Find curve that has tangent and normal lines that create a triangle

Oct 2011
Find the implicit equation of the curve that goes through the point (3, 1) and whose tangent and normal lines always form with the x axis a triangle whose area is equal o the slope of the tangent line. Assume y` > 0 and y > 0.

Hint: integral( sqrt(a^2 - u^2) / u du = sqrt(a^2-u^2) - a*ln | [a+sqrt(a^2-u^2)] / u | + C
(sorry, I don't know how to use the math writer yet)

This is a question from an introductory differential equations class. I have absolutely no idea how to do this! I haven't really gotten anywhere yet. This is what I've done:

let f(x) denote the curve we're looking for. Then the tangent line will have equation:
y_t = df/dx * x + C
Normal line will have equation y_n = -1/(df/dx) * x + k

Together they will form a triangle with area = df/dx, at any point on f(x). I wanted to find an expression for area in terms of df/dx, simplify it, and solve the resulting differential equation, but I can't figure out a DE for the area! I'm getting very frustrated, as we've never been shown a question like this in lecture, and I can't find any examples in my textbook.

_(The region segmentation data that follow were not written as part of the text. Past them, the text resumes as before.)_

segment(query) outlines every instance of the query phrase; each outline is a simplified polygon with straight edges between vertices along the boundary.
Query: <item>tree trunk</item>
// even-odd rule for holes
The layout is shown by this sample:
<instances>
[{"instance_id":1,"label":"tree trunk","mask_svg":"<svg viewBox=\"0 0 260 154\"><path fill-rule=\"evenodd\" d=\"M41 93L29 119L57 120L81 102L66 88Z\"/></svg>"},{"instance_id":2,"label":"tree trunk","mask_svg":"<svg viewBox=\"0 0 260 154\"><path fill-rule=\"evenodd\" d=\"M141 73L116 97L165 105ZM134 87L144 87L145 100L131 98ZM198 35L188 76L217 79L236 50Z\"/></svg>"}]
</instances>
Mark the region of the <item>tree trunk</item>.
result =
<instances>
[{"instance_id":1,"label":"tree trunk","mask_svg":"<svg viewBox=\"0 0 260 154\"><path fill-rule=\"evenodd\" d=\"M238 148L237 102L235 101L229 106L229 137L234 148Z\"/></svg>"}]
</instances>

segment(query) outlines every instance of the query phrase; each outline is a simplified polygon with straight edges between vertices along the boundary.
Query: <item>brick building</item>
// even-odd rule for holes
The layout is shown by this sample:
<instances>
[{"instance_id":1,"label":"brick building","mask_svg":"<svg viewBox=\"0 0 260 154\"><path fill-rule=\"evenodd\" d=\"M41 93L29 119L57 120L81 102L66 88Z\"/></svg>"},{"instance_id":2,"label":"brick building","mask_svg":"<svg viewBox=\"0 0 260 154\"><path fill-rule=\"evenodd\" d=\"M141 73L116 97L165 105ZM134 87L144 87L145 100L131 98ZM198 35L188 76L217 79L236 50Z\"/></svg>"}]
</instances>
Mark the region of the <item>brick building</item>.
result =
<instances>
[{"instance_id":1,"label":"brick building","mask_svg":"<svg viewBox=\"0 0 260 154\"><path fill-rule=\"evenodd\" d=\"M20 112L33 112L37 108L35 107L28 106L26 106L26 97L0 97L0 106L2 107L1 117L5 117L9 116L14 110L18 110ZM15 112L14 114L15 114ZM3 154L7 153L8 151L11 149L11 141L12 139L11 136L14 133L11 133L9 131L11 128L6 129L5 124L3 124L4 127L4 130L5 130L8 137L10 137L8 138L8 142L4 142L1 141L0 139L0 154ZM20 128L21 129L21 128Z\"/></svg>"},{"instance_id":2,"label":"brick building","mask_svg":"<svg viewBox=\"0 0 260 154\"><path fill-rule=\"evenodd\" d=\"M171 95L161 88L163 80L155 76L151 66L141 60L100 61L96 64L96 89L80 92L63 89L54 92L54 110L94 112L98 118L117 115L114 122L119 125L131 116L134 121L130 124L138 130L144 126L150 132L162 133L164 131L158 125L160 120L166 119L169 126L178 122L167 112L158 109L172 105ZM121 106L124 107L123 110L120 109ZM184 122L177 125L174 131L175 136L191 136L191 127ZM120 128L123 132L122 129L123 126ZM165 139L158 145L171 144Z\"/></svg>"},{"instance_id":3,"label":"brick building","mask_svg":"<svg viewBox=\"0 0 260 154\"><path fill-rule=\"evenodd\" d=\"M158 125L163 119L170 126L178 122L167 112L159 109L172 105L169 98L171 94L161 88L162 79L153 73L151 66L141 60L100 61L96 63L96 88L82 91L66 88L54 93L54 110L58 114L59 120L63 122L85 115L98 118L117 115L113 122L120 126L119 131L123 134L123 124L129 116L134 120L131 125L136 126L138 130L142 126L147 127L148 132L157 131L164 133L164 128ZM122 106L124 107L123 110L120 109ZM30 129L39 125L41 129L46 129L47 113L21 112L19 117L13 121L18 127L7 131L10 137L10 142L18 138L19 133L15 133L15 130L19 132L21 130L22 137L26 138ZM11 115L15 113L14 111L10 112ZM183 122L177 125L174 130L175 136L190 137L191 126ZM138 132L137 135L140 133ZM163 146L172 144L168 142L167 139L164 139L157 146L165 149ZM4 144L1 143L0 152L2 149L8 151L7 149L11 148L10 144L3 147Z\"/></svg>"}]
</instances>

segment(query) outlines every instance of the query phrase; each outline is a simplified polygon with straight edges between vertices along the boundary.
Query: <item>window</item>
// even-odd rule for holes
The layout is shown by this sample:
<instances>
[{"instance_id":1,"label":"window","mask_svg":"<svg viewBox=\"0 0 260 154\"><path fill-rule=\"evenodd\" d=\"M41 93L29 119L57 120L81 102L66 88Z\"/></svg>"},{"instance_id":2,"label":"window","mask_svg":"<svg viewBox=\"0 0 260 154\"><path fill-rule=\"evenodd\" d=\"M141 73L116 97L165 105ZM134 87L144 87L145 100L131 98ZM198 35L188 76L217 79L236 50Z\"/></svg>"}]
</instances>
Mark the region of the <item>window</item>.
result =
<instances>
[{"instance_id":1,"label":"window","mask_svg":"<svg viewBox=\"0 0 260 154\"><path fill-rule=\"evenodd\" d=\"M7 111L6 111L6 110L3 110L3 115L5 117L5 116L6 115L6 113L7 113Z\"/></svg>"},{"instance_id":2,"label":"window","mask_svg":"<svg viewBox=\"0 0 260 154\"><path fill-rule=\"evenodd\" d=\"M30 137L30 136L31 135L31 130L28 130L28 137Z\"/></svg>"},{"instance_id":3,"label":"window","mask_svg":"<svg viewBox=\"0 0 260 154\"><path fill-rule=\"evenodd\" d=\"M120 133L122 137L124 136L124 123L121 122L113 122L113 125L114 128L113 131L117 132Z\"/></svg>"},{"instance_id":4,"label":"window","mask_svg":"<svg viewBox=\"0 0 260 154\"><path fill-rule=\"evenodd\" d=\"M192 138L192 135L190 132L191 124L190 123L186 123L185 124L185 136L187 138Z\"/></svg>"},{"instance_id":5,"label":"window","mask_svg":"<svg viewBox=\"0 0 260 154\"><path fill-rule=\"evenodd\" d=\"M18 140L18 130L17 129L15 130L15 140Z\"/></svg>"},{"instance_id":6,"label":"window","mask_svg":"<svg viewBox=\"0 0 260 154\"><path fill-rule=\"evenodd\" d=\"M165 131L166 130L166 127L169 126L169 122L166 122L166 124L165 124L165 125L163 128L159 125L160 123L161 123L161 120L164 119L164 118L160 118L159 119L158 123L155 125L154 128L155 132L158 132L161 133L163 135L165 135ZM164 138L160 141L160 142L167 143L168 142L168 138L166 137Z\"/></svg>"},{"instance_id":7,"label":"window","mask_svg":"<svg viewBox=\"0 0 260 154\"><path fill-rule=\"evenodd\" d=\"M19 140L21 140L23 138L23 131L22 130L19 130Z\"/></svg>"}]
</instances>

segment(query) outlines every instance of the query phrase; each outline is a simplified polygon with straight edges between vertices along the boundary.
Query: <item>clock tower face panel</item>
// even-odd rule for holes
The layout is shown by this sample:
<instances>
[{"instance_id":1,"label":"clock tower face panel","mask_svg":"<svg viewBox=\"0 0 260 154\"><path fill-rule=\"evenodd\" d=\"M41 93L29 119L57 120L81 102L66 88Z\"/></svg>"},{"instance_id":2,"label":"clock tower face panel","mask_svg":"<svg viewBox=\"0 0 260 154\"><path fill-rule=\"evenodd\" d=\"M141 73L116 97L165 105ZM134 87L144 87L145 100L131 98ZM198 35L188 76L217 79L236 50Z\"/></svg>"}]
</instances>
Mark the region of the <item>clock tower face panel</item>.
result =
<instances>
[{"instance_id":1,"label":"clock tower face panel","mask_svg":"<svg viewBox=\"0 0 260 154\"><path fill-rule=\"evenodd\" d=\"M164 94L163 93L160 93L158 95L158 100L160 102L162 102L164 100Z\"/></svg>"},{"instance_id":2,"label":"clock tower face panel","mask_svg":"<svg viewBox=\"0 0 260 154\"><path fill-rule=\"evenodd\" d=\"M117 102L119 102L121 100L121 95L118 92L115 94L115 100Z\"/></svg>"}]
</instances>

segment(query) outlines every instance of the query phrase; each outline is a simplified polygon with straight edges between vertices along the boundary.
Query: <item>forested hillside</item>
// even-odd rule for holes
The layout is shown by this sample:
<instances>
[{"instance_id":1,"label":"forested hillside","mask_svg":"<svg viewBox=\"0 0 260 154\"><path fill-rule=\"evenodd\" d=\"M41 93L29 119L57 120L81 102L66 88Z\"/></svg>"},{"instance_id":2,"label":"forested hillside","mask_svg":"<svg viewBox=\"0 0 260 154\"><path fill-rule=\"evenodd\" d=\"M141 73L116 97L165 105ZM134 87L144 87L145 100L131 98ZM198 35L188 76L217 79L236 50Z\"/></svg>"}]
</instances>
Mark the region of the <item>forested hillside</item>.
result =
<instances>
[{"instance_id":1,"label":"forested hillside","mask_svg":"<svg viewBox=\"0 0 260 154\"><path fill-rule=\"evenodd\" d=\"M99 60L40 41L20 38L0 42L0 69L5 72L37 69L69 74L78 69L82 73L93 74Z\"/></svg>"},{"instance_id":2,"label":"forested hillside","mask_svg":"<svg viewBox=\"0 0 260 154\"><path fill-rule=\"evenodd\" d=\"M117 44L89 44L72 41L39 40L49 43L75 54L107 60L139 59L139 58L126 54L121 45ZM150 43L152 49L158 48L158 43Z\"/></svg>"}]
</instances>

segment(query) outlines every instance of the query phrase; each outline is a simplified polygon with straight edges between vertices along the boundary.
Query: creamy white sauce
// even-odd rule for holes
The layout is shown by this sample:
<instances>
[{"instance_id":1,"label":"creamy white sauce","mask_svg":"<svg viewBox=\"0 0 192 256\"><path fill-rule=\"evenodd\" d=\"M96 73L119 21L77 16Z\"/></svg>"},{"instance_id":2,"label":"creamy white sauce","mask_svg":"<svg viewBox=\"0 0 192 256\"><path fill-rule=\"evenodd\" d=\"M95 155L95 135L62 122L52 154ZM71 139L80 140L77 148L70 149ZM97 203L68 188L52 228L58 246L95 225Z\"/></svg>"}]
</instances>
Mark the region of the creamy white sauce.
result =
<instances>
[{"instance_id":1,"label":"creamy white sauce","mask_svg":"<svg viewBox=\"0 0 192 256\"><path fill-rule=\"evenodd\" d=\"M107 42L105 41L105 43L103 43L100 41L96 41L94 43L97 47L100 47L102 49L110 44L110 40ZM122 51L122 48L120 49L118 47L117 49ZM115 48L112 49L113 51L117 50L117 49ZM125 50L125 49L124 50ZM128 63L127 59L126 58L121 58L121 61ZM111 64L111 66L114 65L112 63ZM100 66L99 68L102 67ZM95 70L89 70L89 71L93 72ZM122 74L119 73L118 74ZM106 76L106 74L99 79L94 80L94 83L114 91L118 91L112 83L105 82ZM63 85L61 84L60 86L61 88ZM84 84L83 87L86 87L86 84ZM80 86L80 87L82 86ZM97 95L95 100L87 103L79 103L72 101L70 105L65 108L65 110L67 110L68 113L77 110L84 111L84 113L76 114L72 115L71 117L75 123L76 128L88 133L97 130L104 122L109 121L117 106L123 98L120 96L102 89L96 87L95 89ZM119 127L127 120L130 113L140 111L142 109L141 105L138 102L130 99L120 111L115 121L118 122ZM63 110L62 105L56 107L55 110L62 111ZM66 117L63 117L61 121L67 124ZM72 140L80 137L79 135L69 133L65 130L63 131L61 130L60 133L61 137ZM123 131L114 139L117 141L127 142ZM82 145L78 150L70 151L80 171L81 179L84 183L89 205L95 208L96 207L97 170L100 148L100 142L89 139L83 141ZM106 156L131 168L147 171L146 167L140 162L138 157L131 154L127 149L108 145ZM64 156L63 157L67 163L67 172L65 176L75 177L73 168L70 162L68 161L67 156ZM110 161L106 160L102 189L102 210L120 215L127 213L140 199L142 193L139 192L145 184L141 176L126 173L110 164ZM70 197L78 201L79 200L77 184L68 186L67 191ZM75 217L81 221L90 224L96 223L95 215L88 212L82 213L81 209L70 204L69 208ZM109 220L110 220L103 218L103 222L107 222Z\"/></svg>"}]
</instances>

Help would be very much appreciated!


MHF Hall of Honor
Jun 2010
I would assign some x-values if I were you. Suppose \(\displaystyle x_{0}\) is the point at which you're taking the tangent and normal lines (which we will eventually need to be able to move, so just think of it as "temporarily constant"), let \(\displaystyle x_{1}\) be the x-intercept of the tangent line, and let \(\displaystyle x_{2}\) be the x-intercept of the normal line. Because you have assumed \(\displaystyle y'>0\) and \(\displaystyle y>0,\) you know that \(\displaystyle x_{2}>x_{1}.\) Why?

Then you want to set

\(\displaystyle \frac{y(x_{0})(x_{2}-x_{1})}{2}=y'(x_{0}).\)

Your goal is to eliminate \(\displaystyle x_{1}\) and \(\displaystyle x_{2}.\) How can you do that?